Much more likely, I think, are accident and idiocy.  Humanity's track record for saying "hey y'all, watch this!" with regards to solving some kind of environmental issue really sucks -- witness the cane toad in Australia, introduced deliberately to get rid of the sugar cane beetle by scientists who neglected to take into account the fact that beetles can fly and generally toads cannot.  The cane toad population skyrocketed, and it was found that they would eat anything up to and including small mammals, and also secrete a nasty toxin from their skin when attacked -- making them invulnerable to pretty much everything except a shotgun.

Anyhow, if we do engender an eco-catastrophe, I'm guessing it'll be foolishness that's behind it rather than some kind of nefarious plan.  Which is why the article I read over at Coast to Coast last week was so apt.

The story is about a French biohacker who claims to have created DNA whose sequence comes from "holy texts."  Adrian Locatelli came up with some kind of formula for converting the letters in various passages from Book of Genesis and the Qur'an  into a string of A, T, C, and G -- the four nitrogenous bases that make up the alphabet of the DNA molecule -- and proceeded to synthesize strands of DNA with those sequences.
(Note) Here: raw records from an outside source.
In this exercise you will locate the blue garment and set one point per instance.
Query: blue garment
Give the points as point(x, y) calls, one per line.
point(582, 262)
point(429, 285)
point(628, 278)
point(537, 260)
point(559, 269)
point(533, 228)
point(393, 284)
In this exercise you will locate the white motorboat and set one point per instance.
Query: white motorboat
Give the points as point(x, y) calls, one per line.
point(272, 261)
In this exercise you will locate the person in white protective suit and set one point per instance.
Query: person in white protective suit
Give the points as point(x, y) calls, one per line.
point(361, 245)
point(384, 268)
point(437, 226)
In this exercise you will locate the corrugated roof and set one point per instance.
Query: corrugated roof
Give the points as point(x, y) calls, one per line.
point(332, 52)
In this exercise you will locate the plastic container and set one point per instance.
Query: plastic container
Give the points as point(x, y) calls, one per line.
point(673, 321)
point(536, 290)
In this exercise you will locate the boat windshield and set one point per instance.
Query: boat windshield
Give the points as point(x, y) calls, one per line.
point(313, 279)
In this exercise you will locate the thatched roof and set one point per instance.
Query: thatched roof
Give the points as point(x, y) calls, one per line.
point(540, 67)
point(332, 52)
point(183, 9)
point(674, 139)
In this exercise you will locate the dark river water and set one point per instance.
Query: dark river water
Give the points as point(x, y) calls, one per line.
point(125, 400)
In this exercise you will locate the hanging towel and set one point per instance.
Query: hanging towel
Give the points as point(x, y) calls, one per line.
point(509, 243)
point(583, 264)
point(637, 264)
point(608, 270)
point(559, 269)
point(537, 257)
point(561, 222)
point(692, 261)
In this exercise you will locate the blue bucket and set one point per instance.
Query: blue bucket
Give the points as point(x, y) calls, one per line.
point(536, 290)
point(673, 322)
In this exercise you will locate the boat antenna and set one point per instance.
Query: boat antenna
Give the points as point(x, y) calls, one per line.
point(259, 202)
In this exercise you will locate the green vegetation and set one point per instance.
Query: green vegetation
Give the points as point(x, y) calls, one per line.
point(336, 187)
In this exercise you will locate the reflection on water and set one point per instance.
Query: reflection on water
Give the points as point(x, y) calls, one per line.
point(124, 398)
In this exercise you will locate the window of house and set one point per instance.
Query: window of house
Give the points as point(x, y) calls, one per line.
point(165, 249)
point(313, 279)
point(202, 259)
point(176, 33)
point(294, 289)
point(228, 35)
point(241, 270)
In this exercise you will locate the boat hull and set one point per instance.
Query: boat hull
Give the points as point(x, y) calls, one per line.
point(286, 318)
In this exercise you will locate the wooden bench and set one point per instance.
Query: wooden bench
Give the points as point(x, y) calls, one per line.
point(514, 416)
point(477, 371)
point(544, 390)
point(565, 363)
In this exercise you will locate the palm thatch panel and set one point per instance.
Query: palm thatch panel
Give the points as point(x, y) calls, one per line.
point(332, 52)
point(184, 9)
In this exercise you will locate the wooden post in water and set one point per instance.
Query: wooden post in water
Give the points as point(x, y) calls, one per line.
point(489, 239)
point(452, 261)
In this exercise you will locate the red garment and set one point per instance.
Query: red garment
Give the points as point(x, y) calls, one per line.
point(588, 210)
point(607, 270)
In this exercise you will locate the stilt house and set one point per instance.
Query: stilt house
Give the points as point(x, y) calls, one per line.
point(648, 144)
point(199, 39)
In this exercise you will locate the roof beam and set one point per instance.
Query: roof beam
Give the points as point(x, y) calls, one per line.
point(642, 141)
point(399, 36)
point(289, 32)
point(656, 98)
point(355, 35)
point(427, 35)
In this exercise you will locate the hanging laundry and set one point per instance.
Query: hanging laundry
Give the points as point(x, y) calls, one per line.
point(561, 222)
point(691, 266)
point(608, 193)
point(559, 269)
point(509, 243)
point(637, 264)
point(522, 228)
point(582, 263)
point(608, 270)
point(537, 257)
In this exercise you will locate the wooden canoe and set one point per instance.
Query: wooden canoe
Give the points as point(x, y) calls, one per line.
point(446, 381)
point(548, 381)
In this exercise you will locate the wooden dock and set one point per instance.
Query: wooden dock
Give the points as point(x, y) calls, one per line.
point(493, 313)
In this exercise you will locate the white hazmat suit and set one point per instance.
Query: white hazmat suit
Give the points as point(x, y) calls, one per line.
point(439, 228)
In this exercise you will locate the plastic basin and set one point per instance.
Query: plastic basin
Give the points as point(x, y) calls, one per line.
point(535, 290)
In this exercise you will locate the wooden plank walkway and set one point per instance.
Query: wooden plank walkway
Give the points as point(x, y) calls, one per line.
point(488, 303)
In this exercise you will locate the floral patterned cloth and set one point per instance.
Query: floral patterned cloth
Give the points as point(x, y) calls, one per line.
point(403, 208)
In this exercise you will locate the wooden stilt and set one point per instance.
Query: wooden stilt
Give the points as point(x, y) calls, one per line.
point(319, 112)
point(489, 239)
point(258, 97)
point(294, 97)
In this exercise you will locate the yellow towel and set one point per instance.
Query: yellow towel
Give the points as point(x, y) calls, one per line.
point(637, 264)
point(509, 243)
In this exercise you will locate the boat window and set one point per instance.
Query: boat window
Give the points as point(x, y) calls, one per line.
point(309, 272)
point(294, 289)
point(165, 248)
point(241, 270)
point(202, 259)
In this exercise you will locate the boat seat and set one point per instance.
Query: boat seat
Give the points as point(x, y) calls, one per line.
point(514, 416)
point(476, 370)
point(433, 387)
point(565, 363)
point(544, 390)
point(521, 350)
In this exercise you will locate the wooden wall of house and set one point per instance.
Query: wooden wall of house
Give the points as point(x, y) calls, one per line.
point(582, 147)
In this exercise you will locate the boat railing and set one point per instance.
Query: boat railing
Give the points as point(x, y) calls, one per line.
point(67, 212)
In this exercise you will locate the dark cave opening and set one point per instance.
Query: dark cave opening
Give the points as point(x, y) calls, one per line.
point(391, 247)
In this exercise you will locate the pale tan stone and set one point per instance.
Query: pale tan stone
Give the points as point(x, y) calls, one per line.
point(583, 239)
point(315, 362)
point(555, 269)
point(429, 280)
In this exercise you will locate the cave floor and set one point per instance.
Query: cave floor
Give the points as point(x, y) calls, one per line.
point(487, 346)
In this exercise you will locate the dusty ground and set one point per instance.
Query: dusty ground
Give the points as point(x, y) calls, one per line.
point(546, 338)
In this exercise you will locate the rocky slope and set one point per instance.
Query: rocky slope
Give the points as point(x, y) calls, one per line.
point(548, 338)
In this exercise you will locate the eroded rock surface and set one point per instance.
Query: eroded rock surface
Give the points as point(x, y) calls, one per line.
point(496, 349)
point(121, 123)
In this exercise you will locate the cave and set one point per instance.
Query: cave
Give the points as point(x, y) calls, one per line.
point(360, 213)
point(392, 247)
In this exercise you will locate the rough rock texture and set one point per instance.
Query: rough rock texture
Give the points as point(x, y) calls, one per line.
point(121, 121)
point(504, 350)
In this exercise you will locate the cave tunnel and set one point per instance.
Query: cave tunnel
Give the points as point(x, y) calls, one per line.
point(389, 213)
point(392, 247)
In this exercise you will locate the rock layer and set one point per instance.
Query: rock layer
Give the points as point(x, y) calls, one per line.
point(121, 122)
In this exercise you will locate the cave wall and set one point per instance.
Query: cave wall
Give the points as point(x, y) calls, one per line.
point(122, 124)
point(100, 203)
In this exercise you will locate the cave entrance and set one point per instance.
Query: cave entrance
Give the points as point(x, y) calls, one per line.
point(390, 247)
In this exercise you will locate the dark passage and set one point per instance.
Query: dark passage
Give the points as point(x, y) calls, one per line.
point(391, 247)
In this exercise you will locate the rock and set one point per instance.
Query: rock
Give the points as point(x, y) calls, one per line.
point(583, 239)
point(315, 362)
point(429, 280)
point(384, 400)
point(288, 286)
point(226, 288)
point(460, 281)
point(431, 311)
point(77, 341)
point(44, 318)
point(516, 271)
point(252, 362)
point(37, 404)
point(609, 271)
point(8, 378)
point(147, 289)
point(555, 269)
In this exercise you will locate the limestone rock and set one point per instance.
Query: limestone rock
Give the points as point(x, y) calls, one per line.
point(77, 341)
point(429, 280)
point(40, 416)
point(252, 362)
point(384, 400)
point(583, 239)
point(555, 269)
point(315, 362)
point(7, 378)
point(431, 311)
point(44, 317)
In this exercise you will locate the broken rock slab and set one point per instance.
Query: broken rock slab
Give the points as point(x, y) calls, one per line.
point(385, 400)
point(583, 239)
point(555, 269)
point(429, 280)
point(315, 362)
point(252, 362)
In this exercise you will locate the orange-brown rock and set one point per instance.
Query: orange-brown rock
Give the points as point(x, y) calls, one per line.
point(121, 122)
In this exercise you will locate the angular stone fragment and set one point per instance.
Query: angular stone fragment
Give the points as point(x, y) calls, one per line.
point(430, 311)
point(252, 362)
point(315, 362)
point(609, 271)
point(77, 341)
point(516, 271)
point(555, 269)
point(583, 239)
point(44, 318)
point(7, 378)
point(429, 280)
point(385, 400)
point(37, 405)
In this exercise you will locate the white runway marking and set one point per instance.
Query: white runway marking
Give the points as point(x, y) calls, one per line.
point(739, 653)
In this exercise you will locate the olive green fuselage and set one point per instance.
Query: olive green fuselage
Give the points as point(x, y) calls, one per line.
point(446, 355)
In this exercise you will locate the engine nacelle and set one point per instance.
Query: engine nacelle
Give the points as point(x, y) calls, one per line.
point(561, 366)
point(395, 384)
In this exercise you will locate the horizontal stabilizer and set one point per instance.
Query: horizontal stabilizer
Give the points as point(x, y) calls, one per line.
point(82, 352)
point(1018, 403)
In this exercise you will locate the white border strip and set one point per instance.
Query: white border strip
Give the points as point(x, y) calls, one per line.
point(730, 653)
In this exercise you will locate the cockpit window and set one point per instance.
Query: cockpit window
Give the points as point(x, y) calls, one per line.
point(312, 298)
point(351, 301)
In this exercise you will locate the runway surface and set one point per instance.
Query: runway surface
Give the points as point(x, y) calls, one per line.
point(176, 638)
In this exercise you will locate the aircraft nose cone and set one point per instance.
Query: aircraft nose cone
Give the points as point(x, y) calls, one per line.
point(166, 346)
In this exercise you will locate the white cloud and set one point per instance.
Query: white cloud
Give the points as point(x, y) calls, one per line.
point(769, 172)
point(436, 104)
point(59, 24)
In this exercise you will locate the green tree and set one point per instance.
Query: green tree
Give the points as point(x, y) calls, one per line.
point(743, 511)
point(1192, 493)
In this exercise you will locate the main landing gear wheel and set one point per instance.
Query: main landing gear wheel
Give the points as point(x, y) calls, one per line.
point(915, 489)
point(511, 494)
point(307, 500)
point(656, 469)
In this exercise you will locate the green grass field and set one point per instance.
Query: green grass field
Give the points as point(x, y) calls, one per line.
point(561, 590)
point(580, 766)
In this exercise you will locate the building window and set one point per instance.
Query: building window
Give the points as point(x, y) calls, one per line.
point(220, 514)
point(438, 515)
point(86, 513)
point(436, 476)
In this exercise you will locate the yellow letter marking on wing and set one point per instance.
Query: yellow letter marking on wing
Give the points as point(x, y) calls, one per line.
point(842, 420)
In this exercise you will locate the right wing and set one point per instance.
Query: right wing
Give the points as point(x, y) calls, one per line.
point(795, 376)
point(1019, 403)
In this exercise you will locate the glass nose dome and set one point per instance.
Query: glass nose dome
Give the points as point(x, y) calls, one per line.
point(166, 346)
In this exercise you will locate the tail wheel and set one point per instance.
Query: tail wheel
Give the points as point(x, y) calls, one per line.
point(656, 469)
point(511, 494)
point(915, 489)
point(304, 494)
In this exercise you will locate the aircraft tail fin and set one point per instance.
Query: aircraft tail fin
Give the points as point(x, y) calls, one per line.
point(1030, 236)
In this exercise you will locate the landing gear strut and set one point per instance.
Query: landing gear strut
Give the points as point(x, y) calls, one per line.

Which he then injected into his own thigh.

[Image is in the Public Domain]

It's not clear what Locatelli was trying to accomplish by doing this.  The speculation is that he was attempting to trigger himself to evolve, Pokémon-like, into some higher form.  Or achieve godlike status.  Or perhaps it was just a publicity stunt.  In any case, it didn't accomplish anything but giving him a sore spot on his thigh, which lasted a few days and then went away.  Fortunately for him, we're pretty good at deconstructing foreign DNA -- after all, every time we eat, we're consuming DNA from the organism our food came from.  Beef, you're ingesting cow DNA.  Broccoli, you're ingesting broccoli DNA.  Slim Jims, you're ingesting... well, DNA from whatever the fuck kind of organism Slim Jims are made of.  I dunno.  But I presume that it was some kind of living thing at some point.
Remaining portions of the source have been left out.